Unfortunately, despite garnering some interest from prospective buyers, a deal could not be closed. CIBC concluded that, “it is preferable to cease originations in FirstLine.”
A source familiar with the discussions told CMT: “The buyer struggled to come to a deal that made sense” so CIBC chose to let FirstLine “die a natural death on its own.”
We hear that senior CIBC management reportedly decided not to proceed with the deal over the weekend. They apparently had a lack of confidence in FirstLine’s future earning potential (which CIBC reportedly would have got a cut of). In addition, FirstLine had relatively low wind-down and severance costs, limiting the impact of this decision.
“This is obviously a huge loss,” said Bob Ord, one of FirstLine’s founders. “FirstLine has been the staunchest broker supporter for almost 25 years.”
Ord cited questionable profitability as FirstLine’s undoing, saying debates on broker vs. retail profitability have been ongoing for years.
For its part, CIBC sent CMT some official statements clarifying its position. They said:
“Today’s announcement is aligned to CIBC’s strategy to emphasize those channels where we have a greater opportunity to meet more of our clients’ needs, and refocus our mortgage activities on our CIBC branded channels moving forward.”
“…It is important to note that we were selling only the origination capabilities of FirstLine – the book of business was to remain with CIBC.”
CIBC/FirstLine then thanked brokers for their “strong support over the years.”
That support was indeed strong, with as many as one in three broker mortgages going to FirstLine at its peak in Q3 2008 (according to sources).
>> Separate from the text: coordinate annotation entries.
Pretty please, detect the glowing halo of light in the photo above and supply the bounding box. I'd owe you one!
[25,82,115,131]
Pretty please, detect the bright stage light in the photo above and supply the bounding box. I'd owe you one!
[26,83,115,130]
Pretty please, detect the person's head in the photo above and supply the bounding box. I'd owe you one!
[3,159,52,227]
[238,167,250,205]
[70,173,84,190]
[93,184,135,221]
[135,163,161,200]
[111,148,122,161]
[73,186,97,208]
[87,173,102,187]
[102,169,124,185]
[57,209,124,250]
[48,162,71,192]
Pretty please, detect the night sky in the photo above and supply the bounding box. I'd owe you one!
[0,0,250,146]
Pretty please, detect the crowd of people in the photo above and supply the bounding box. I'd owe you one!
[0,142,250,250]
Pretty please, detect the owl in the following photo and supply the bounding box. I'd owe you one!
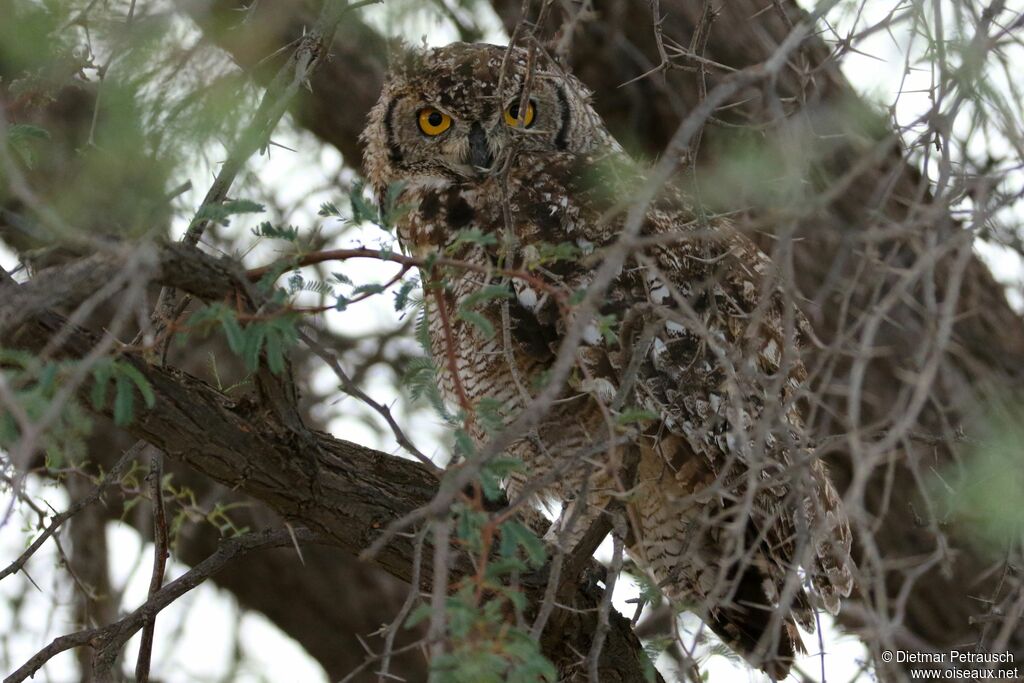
[362,43,852,679]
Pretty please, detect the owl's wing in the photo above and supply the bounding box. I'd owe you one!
[506,149,852,630]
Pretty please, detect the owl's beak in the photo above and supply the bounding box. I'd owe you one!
[469,121,495,169]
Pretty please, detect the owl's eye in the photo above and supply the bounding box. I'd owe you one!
[416,106,452,137]
[505,99,537,128]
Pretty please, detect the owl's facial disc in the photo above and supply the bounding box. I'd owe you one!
[364,43,613,197]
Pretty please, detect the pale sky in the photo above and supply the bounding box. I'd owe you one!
[0,0,1024,683]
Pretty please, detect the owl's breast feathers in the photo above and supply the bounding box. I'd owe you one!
[399,152,852,675]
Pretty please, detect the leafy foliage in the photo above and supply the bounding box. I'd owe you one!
[179,302,299,374]
[0,348,93,468]
[91,358,157,426]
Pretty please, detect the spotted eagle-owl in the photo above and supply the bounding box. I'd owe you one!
[362,43,852,679]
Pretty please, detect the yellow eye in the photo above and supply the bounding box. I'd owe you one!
[505,100,536,128]
[417,106,452,137]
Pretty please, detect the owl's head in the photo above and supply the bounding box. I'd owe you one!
[362,43,611,198]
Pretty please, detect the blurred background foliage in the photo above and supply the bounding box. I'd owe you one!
[0,0,1024,681]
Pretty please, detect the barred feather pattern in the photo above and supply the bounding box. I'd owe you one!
[365,46,852,679]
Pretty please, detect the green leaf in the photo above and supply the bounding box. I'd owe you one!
[117,362,157,408]
[193,200,265,225]
[501,519,548,567]
[316,202,341,218]
[220,310,246,354]
[89,361,113,411]
[114,375,135,427]
[394,278,420,313]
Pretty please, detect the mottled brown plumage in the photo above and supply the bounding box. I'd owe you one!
[364,44,852,678]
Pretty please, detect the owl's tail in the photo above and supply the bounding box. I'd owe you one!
[705,564,807,681]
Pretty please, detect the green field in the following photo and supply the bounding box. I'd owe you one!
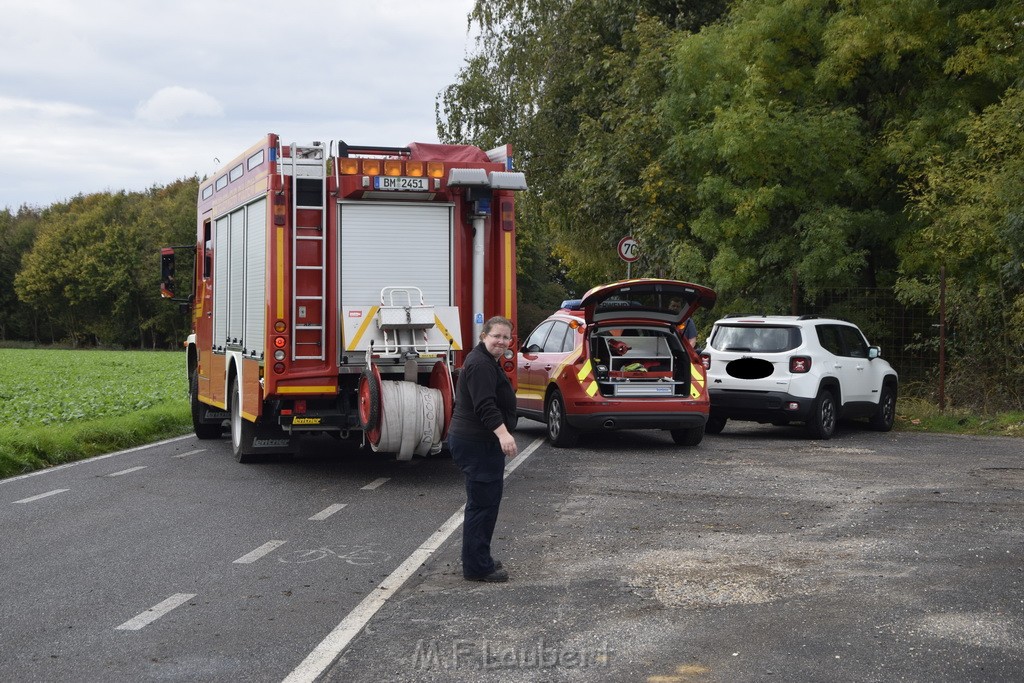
[0,348,191,477]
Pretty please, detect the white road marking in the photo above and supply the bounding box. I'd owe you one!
[309,503,348,522]
[14,488,71,505]
[283,436,544,683]
[231,541,288,564]
[0,434,196,485]
[115,593,196,631]
[106,465,148,477]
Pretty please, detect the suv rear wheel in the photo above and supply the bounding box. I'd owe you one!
[869,386,896,432]
[807,389,837,441]
[544,389,580,449]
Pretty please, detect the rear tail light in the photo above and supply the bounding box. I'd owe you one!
[790,355,811,374]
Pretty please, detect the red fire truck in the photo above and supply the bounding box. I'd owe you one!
[161,133,526,462]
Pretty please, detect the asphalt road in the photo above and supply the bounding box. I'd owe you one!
[0,421,1024,683]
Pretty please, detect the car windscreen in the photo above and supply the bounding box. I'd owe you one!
[711,324,800,353]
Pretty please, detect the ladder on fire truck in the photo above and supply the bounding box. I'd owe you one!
[278,142,327,360]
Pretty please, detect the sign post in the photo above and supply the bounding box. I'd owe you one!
[617,234,640,280]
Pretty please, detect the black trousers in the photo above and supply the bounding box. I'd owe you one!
[449,434,505,579]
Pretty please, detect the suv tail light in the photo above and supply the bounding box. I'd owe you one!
[790,355,811,374]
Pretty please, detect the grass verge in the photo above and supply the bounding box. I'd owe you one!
[0,400,191,478]
[895,397,1024,437]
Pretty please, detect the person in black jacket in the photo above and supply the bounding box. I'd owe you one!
[447,316,518,583]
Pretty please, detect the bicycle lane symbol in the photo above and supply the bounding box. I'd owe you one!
[278,546,391,566]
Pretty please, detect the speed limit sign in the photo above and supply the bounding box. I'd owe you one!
[618,236,640,263]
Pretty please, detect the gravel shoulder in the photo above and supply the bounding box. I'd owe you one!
[321,421,1024,683]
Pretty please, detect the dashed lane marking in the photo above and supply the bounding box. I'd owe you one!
[106,465,148,477]
[231,541,288,564]
[14,488,71,505]
[115,593,196,631]
[309,503,348,522]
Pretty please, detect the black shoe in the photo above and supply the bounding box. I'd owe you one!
[466,569,509,584]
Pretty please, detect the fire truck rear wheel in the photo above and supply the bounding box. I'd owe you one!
[188,370,223,438]
[231,375,256,463]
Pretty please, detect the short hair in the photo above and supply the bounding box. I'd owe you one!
[480,315,515,335]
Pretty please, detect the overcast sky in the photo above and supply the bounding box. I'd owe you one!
[0,0,473,210]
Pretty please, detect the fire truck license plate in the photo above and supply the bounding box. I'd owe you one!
[374,175,427,193]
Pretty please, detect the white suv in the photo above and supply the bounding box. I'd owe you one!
[701,315,898,439]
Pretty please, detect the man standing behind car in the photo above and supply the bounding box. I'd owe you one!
[447,315,518,583]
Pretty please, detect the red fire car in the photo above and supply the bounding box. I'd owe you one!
[516,280,716,446]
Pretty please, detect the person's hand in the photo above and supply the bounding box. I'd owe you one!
[498,431,519,458]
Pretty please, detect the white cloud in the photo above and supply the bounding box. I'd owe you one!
[135,85,224,124]
[0,0,475,209]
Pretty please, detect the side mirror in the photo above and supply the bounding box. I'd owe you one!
[160,247,174,299]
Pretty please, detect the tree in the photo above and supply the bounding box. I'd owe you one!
[0,206,39,341]
[14,178,199,346]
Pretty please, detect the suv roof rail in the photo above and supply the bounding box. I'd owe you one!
[561,299,583,310]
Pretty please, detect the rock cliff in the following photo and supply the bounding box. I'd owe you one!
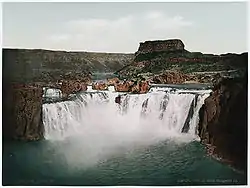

Just 12 months ago, FirstLine was the top broker lender by market share.
But then, CIBC had a radical change in distribution philosophy. It began last year when management decided that it wanted “deeper relationships” with its mortgage customers. CIBC believes that will generate more cross-sales, higher net interest margins and “higher levels of client satisfaction.”
“Our FirstLine brand does not support this strategy…” CIBC told the Financial Post today.
“…The broker channel resulted in primarily single product client relationships, thin margins and lower levels of client satisfaction given the transactional nature of the relationship.”
According to two top-level industry executives we spoke with, both the finality of this all and CIBC’s decision might now make other lenders re-evaluate the economics of the broker channel. They feel that it’s too easy for brokers to qualify for volume bonus nowadays. That, plus higher funding costs (both in the financial market and internally in banks’ treasury departments), fierce pricing competition, costly broker incentives, and other factors have squeezed profitability on broker-originated deals.
Fortunately, the majority of lenders in the broker channel are profitable and aren’t going anywhere. In the last year or two we’ve also seen brand new lenders enter the space–each of which add important options for consumers who deal with brokers.
“Now more than ever, mortgage brokers provide choice and a valuable service to Canadian borrowers,” says CAAMP President Jim Murphy, and that value hasn’t changed.
Today’s news will have other outcomes as well…
For FirstLine employees:
Many (but not all) production, adjudication and product group employees have shifted (or will shift) to other roles at CIBC. Most of FirstLine’s sales staff will be let go and may receive packages as early as Tuesday, according to folks we spoke with at FirstLine.
As a side note, FirstLine BDMs were some of the finest in the business. The ones we know were highly experienced, responsive and loyal. They will likely make attractive acquisitions for competing lenders.
For FirstLine brokers:
Many will be wondering about the fate of their basisPOINTS and POINTS. These are incentives that some brokers have built up over more than a decade. We’re hearing that FirstLine will make an announcement on this by next week or sooner. The speculation is that brokers will be paid out for these points.
For existing FirstLine clients:
It will be business as usual until renewal nears. At some point before maturity, customers will be contacted by CIBC’s retention team, which CIBC has reportedly been building up. CIBC will then try to persuade FirstLine customers to renew with CIBC, likely using below-market rates as a carrot in many cases.
So far, CIBC says its retention efforts have been “getting good traction and results are tracking above internal expectations.” (i.e., greater than its 50% client retention target.)